4 探偵登場
10月の空を、厚く低い雲が覆い、雨が近い事を予感させた。
東京から千葉方面に急行で1時間弱。何もない丘陵地帯を抜けた先に、真新しい巨大な建造物が立ち並ぶT市が出現する。
T市は、大学関連施設や、研究所、実験施設が集まる学術都市だ。
人工的に作られらた都市。住民は少なく、地域に息づいた生活感は感じられない。
T市を一直線に分断する6車線の道路を、一台の軽自動車が走っていた。
助手席からボソリと声がした。
「架橋さん、帰ろうよ。僕は気が進まないな」
これで何回目だろうか、ハンドルを握る繋架は苦笑いを浮かべた。
架橋 繋架は探偵協会の営業だ。
担当地域の営業はもちろん、最適な探偵の選定、探偵と依頼主のサポート、報告書の作成が彼女の業務内容である。
昨晩、殺人事件が発生した。
事件現場は不動研究所。
AIの基礎研究において、世界をリードする研究機関であり、その分野に明るくない繋架でも、名前は耳にしたことがある。
殺害されたのは、所長の不動不転博士。
人工知能の壁と考えられていた数々の難問を解き、天才の名を欲しいままにした研究者である。

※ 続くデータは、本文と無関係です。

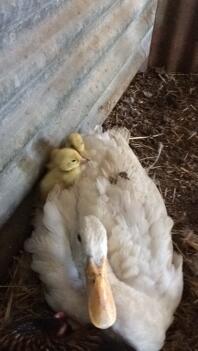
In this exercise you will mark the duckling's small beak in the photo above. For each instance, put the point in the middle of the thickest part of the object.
(85, 155)
(101, 305)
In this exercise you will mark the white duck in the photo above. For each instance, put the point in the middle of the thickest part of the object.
(103, 249)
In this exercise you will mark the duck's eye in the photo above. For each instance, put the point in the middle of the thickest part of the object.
(79, 238)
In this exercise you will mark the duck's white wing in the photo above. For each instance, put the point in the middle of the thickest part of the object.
(133, 211)
(52, 258)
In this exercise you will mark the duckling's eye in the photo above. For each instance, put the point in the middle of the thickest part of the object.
(79, 238)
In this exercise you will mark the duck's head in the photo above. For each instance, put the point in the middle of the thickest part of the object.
(90, 255)
(76, 141)
(65, 159)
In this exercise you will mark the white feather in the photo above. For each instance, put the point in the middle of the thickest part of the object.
(145, 273)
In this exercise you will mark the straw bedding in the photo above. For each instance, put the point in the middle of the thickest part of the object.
(161, 112)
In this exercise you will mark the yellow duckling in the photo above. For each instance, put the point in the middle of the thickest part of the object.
(75, 141)
(64, 169)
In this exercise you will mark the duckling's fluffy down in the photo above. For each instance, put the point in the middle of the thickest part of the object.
(145, 273)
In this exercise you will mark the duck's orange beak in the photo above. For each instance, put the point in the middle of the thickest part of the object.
(101, 305)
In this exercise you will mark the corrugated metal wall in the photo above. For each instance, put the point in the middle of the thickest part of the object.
(62, 62)
(175, 36)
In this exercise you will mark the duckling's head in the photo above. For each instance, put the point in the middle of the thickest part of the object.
(65, 159)
(76, 141)
(90, 254)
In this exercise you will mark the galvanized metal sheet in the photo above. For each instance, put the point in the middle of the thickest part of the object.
(61, 63)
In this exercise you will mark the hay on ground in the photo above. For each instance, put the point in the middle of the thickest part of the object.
(161, 112)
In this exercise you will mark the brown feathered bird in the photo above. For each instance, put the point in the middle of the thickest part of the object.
(55, 334)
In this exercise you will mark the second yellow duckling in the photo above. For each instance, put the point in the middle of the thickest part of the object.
(64, 169)
(75, 141)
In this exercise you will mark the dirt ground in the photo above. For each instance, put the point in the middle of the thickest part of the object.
(161, 112)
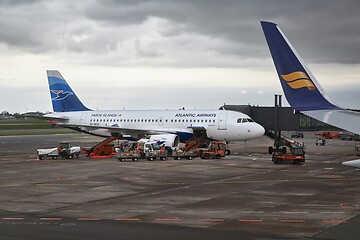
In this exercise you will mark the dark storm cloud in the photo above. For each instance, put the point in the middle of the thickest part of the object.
(320, 28)
(322, 31)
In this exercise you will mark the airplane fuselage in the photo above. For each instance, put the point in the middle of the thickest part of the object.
(220, 125)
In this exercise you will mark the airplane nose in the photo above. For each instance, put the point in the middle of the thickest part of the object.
(259, 131)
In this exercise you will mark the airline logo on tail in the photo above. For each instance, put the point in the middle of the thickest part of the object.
(297, 80)
(60, 94)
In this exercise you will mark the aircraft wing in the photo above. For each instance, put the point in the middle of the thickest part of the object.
(302, 90)
(125, 131)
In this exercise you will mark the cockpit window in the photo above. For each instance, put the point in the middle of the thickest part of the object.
(244, 120)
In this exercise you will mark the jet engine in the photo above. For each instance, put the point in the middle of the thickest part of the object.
(170, 140)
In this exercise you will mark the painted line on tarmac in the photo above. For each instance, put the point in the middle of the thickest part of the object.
(167, 219)
(51, 219)
(128, 219)
(251, 220)
(333, 221)
(211, 220)
(292, 221)
(89, 219)
(17, 219)
(176, 219)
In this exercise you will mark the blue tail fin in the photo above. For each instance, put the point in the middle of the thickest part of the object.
(301, 88)
(63, 97)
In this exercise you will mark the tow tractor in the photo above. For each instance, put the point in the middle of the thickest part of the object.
(296, 154)
(103, 149)
(64, 150)
(215, 150)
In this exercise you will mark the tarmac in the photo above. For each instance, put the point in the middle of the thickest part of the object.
(242, 196)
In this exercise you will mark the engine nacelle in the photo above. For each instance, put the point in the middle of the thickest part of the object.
(170, 140)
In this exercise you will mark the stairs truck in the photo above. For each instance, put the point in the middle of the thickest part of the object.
(64, 150)
(290, 152)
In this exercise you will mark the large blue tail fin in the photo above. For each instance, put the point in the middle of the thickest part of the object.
(301, 88)
(63, 97)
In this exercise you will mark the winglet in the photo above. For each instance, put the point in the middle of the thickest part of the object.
(63, 97)
(302, 90)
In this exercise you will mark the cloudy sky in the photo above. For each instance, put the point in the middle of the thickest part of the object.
(165, 54)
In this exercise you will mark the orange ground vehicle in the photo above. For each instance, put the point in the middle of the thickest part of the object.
(296, 155)
(215, 150)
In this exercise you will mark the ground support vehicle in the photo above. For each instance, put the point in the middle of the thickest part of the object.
(122, 156)
(295, 156)
(289, 151)
(215, 150)
(149, 150)
(101, 150)
(320, 142)
(297, 134)
(65, 150)
(178, 154)
(328, 135)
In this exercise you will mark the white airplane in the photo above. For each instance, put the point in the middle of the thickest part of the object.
(302, 90)
(168, 126)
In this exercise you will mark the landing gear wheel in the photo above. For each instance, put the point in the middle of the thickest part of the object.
(227, 152)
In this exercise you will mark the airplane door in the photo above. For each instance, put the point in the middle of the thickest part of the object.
(222, 121)
(83, 118)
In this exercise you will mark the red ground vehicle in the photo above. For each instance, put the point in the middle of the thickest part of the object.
(328, 135)
(296, 155)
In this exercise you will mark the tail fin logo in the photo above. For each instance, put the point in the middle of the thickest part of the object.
(298, 80)
(60, 94)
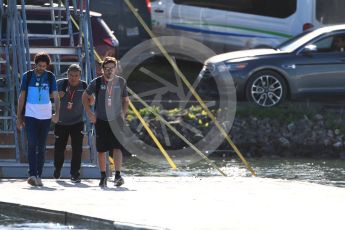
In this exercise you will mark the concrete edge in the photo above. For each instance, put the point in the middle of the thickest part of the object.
(66, 218)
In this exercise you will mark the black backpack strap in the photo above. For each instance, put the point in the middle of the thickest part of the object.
(98, 86)
(50, 79)
(64, 85)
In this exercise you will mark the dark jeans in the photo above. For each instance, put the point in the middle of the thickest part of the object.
(37, 133)
(62, 132)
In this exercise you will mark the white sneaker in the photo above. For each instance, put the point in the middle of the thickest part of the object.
(39, 181)
(32, 181)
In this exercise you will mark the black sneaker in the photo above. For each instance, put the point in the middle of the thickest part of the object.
(75, 179)
(56, 174)
(103, 182)
(119, 181)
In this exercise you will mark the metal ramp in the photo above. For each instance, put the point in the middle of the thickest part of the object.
(66, 45)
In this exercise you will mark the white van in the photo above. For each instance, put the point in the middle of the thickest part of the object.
(226, 25)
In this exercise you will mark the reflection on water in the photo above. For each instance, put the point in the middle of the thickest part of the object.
(327, 172)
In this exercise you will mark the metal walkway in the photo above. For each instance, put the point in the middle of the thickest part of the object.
(59, 28)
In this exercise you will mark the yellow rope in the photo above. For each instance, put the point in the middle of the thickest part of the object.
(154, 138)
(184, 79)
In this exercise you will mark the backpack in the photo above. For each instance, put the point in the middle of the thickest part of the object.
(65, 84)
(28, 79)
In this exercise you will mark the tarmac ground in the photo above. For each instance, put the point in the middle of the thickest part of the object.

5年ほど前、繋架が大学に在籍していた頃、博士がノーベル賞を受賞し、TVでの報道が過熱していた時期があった。報道の内容は覚えていないが、博士の印象ーー、意志の強さが皴に刻まれたような、近寄りがたい老人。それだけは不思議と消えずに残っていた。
不動博士を殺害したのは、研究所のロボット「N」。
凶器はどこにでもあるカッターナイフだった。
Nは研究所の扉をロックし、職員を自室に閉じ込めた。その後、博士の首をカッターで切り殺害。遺体の首を切断した。
犯行後、Nは自ら警察に通報。警察の到着後、ロックを解除し職員を解放した。
不動研究所は、セキュリティシステムによって、職員の行動が記録されており、事件の全体像は概ね解明されていた。
問題はNがロボットであることだ。
現在、刑法の適応範囲は人間を想定しており、ロボットに対する規定は存在しない。
さらにNの頭脳が問題になった。Nの頭脳、つまり演算装置は不動研究所のサーバーに存在している。
Nは研究所の外では生きられないのだ。
警察はNを逮捕拘留するための法的根拠がなく、専門家の判断を仰ぐ事が可能な翌日ーー、今日まで現場維持に努めた。
連絡を受けた繋架は、様々な探偵の中から、適任の探偵を選び出した。
七転八起、通称プログラマ探偵。
「町田市フォーマット事件」、「殺人コンピュータウィルス事件」など、プログラムの知見を生かし、数多くの難事件を解決してきた探偵である。
それなのに……。
繋架は助手席を盗み見る。
八起は窓枠に肘を掛け、窓の外を見つつ、10分ごとに「もう帰ろう」などと言うのだ。灰皿は既に一杯で、吸い殻の量は彼の不満を表している様だった。
繋架は彼の不満の原因を推理した。
1 今朝、連絡を入れた際には、上機嫌だった。
2 捜査資料を送った際も特に気付くべき点は無かったよう思える。
3 昼、T駅での待ち合わせ時には、既に気乗りしない様子だった。
4 そして現在、研究所に近づくにつれ、不機嫌になっている。
心変わりの原因は午前中にあったようだが、それ以上はさっぱりわからなかった。自分に不手際があったのだろうか? 人の感情も、推理小説のように、すっきりと筋道が立てばどんなに楽だろう。
そんな事を考えているうちに、サイコロを思わせる巨大なコンクリートの立方体、不動研究所が見えてきた。
繋架は密かに安堵した。
時計を見ると、時刻は15時を少し回ったところだった。
捜査会議には、十分間に合いそうだった。